ISS sulla Luna: Un transito fugace da cogliere al secondo sulla Pianura Reggiana
Stasera, 29 novembre 2025, gli astrofili e i curiosi della Pianura Reggiana avranno l'opportunità di assistere a un evento astronomico eccezionale: il transito della Stazione Spaziale Internazionale (ISS) davanti al disco lunare. Si tratta di un fenomeno che richiede una precisione millimetrica e un orologio puntato alle ore 18:27 e 39 secondi.
L'osservazione sarà possibile solo da una strettissima porzione di territorio, un corridoio di pochi chilometri che si estende nell'area tra Guastalla, Luzzara e Fabbrico. È in questa "linea di centralità" che la sagoma scura della ISS sfreccerà contro lo sfondo lunare per una durata incredibilmente breve: nel punto più favorevole, l'evento durerà appena 1 solo secondo.
La fugacità dell'evento è dovuta alla sbalorditiva velocità orbitale della Stazione Spaziale Internazionale. La ISS viaggia a circa 28.000 km/h (circa 7,7 km/s), una velocità necessaria per mantenersi in orbita. A questa andatura, l'attraversamento del diametro apparente della Luna nel cielo notturno è un lampo che si risolve in un attimo.
La ristrettezza della fascia di osservazione è causata dall'effetto di parallasse. La ISS orbita ad una distanza relativamente vicina alla Terra, a circa 400 km di altitudine. La Luna, invece, è lontana quasi 400.000 km. Poiché la ISS è così vicina, l'angolo di osservazione è estremamente sensibile alla posizione dell'osservatore: uno spostamento di poche centinaia di metri lateralmente lungo il percorso cambia la prospettiva quel tanto che basta affinché la Stazione appaia passare appena sopra o sotto il disco lunare, mancando il transito perfetto.

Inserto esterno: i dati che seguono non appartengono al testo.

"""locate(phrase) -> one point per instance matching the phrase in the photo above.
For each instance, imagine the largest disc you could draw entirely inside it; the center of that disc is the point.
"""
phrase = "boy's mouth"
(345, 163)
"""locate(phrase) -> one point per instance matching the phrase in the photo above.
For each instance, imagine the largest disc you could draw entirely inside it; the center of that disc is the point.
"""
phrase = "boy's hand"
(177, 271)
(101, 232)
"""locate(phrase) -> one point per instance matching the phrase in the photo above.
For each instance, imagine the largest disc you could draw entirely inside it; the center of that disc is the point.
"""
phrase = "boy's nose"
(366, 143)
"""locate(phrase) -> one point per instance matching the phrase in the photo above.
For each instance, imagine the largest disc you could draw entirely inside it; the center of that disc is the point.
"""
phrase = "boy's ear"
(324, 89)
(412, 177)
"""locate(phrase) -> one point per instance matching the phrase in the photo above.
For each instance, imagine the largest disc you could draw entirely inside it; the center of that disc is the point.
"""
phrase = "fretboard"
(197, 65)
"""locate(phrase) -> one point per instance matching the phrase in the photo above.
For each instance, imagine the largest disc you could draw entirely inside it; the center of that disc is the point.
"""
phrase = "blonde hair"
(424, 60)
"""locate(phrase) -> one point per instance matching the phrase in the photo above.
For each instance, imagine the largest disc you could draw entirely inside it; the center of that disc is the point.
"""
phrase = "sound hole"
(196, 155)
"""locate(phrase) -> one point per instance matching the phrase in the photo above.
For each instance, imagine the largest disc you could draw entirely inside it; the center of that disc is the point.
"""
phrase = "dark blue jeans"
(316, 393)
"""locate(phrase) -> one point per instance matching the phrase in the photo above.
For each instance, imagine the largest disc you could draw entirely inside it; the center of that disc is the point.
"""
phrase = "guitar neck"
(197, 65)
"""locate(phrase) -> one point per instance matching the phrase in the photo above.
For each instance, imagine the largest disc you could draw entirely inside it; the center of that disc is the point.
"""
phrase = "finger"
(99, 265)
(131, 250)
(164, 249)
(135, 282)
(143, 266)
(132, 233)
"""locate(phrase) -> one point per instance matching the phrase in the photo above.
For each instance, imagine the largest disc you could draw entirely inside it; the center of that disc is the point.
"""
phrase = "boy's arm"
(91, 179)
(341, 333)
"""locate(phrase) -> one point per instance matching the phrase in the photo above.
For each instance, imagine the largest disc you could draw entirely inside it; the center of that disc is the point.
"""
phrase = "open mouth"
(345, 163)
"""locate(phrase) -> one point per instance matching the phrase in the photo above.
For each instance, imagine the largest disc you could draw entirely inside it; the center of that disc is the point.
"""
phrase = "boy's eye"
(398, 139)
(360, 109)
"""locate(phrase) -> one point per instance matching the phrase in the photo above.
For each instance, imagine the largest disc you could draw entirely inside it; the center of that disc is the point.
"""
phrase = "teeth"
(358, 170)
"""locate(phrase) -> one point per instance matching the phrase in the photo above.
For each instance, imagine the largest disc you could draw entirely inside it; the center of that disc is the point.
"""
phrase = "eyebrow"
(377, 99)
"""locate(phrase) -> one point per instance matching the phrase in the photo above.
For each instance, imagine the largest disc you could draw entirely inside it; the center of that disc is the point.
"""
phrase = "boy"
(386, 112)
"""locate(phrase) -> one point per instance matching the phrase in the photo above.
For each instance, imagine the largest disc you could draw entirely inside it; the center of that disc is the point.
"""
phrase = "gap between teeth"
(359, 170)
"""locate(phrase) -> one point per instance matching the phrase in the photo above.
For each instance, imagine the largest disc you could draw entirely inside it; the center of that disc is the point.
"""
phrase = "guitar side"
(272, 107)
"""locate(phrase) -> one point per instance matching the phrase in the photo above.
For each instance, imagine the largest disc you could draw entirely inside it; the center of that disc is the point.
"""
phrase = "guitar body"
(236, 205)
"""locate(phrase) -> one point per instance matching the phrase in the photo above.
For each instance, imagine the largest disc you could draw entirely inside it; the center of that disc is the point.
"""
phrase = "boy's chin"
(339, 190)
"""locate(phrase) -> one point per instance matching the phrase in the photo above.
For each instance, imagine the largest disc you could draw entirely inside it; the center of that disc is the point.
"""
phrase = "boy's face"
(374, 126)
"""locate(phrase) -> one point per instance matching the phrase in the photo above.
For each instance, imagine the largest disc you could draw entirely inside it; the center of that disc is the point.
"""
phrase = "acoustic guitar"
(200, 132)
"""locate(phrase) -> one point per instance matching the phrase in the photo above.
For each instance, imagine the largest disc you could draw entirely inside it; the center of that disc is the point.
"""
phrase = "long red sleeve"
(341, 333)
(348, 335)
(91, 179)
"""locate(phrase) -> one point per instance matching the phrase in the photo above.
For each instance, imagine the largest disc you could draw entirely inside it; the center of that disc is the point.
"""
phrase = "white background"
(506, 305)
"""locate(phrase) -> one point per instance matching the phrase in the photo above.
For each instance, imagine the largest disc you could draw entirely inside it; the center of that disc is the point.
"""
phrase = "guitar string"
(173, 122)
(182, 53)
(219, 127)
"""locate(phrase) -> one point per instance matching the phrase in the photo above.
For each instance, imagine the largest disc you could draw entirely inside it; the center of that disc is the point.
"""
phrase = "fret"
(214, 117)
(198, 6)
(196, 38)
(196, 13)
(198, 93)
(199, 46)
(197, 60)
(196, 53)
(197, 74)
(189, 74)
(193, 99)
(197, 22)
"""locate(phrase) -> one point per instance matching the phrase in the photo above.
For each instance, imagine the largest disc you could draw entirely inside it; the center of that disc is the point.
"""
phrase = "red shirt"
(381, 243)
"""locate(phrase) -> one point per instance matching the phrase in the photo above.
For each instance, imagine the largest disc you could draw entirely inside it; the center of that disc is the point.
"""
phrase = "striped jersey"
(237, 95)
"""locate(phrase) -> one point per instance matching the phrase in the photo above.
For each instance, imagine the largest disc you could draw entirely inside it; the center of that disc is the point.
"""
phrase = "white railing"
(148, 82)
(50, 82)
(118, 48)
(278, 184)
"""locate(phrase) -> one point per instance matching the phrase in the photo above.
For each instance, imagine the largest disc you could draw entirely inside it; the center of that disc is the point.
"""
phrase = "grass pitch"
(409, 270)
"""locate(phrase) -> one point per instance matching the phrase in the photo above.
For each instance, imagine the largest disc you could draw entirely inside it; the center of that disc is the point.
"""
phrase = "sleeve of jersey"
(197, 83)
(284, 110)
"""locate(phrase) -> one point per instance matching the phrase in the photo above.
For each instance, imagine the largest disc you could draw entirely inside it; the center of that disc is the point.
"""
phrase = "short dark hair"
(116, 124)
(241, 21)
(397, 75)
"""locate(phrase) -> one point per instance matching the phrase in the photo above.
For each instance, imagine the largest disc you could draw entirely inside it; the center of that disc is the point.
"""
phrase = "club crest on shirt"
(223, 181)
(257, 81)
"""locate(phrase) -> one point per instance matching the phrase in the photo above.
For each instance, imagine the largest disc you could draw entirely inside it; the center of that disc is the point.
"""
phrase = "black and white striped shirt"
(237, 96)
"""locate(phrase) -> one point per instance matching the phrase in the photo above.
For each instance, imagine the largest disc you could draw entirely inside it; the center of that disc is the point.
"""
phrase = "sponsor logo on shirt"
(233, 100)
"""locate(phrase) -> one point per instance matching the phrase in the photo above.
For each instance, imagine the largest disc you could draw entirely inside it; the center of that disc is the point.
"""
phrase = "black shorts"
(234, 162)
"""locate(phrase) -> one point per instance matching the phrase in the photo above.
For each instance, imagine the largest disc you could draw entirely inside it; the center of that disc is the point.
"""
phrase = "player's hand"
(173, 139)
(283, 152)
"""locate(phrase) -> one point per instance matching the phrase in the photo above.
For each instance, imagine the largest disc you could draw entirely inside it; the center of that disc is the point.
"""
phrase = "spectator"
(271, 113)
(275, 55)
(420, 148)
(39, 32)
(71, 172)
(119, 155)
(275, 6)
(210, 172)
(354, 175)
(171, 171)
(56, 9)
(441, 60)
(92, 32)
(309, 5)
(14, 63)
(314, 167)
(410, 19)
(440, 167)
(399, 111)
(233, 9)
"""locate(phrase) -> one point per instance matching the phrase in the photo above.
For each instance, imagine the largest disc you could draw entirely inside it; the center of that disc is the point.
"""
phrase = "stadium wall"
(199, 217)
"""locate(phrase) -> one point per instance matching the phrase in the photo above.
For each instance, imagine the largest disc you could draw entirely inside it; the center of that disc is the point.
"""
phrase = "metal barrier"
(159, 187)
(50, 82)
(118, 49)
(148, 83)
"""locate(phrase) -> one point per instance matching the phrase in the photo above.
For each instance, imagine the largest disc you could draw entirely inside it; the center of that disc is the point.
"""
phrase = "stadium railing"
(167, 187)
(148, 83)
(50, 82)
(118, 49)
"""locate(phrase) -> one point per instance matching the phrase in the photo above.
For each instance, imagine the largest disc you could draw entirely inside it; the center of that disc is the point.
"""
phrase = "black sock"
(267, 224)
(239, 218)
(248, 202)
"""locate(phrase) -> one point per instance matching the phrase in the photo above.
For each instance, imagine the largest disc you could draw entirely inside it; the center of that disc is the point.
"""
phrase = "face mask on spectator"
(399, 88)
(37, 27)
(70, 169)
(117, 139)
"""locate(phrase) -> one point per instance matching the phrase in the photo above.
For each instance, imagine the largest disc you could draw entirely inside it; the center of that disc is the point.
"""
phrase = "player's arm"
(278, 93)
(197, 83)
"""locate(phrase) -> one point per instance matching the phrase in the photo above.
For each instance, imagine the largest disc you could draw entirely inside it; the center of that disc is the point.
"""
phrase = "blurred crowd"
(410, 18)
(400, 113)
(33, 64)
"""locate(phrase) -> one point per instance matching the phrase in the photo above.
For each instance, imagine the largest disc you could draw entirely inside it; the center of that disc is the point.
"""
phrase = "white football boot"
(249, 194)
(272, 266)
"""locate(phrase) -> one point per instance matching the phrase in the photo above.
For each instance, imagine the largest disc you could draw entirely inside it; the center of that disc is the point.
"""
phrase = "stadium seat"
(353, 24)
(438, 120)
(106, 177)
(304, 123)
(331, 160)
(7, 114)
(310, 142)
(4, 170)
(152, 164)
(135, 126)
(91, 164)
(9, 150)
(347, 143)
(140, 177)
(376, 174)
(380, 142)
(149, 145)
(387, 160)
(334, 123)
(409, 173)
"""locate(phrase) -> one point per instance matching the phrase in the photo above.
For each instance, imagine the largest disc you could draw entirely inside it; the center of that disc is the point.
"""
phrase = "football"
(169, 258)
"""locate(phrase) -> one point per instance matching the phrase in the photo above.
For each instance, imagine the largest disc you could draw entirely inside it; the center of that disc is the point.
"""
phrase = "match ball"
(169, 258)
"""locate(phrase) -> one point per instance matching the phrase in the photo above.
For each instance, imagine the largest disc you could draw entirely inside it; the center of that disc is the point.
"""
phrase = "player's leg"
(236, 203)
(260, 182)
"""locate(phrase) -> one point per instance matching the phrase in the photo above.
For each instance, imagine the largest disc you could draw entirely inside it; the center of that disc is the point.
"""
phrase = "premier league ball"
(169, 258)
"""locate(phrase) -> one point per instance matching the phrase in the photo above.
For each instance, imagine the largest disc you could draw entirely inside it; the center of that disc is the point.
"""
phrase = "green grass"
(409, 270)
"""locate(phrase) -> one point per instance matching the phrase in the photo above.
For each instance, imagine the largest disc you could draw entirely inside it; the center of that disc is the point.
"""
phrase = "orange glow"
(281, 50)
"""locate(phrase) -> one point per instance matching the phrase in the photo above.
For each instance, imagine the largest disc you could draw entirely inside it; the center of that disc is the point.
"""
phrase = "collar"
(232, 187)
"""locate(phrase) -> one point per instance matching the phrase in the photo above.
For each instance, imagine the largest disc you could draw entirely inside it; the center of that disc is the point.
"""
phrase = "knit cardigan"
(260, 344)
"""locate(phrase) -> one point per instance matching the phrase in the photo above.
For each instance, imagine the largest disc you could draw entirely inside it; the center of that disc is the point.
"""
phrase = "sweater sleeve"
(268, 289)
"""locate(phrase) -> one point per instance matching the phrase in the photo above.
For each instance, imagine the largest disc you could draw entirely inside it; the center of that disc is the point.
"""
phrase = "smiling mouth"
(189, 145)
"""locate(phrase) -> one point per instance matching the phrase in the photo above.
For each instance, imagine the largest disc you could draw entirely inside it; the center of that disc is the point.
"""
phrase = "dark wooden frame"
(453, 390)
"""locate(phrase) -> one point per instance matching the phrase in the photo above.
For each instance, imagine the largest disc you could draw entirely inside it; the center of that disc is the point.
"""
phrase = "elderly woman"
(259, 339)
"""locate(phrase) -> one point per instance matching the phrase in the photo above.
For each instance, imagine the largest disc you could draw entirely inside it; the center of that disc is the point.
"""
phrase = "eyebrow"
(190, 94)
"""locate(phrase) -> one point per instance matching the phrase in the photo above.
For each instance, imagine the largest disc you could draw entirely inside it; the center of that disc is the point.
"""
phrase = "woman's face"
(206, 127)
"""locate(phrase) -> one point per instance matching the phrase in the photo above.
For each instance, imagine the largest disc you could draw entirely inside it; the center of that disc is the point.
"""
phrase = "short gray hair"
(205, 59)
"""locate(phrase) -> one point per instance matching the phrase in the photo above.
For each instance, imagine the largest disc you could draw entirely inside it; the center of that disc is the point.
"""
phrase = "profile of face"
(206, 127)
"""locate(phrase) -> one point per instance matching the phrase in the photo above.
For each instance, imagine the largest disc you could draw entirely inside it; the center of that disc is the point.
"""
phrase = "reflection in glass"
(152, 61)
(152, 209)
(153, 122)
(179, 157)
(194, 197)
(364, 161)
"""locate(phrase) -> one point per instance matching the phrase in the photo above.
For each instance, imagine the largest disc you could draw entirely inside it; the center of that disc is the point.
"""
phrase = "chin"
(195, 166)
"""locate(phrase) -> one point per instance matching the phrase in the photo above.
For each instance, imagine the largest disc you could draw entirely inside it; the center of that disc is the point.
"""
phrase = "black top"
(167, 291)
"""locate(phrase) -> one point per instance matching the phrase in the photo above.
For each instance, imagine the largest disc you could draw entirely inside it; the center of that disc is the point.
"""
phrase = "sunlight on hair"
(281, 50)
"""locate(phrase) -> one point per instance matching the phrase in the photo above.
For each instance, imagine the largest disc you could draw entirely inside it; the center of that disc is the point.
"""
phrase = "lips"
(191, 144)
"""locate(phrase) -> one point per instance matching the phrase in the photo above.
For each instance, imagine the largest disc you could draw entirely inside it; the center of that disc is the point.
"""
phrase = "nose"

Questa base di ricerca in orbita è una struttura colossale, mantenuta in volo alla velocità ipersonica di 28.000 km/h. Le sue dimensioni sono notevoli: con i pannelli solari completamente estesi, la ISS raggiunge una larghezza di circa 108 metri e una lunghezza di quasi 73 metri, rendendola grande quanto un campo da calcio. È proprio grazie a queste dimensioni che, sebbene fugacemente, la sua silhouette può essere vista proiettarsi sulla superficie lunare, offrendo uno spettacolo che unisce ingegneria umana e meraviglia cosmica.
Per gli osservatori, la parola d'ordine è dunque precisione: un secondo di ritardo o un piccolo errore di posizionamento faranno la differenza tra la visione di una vita e il mancato appuntamento con lo Spazio.
E da Reggio Emilia quando passerà?
Martedì 09 dicembre sarà la volta del nostro capoluogo con ben 2" di durata, ma sarà al mattino alle 10:25 e 46 secondi. Occorrerà un telescopio per poter cogliere l'evento.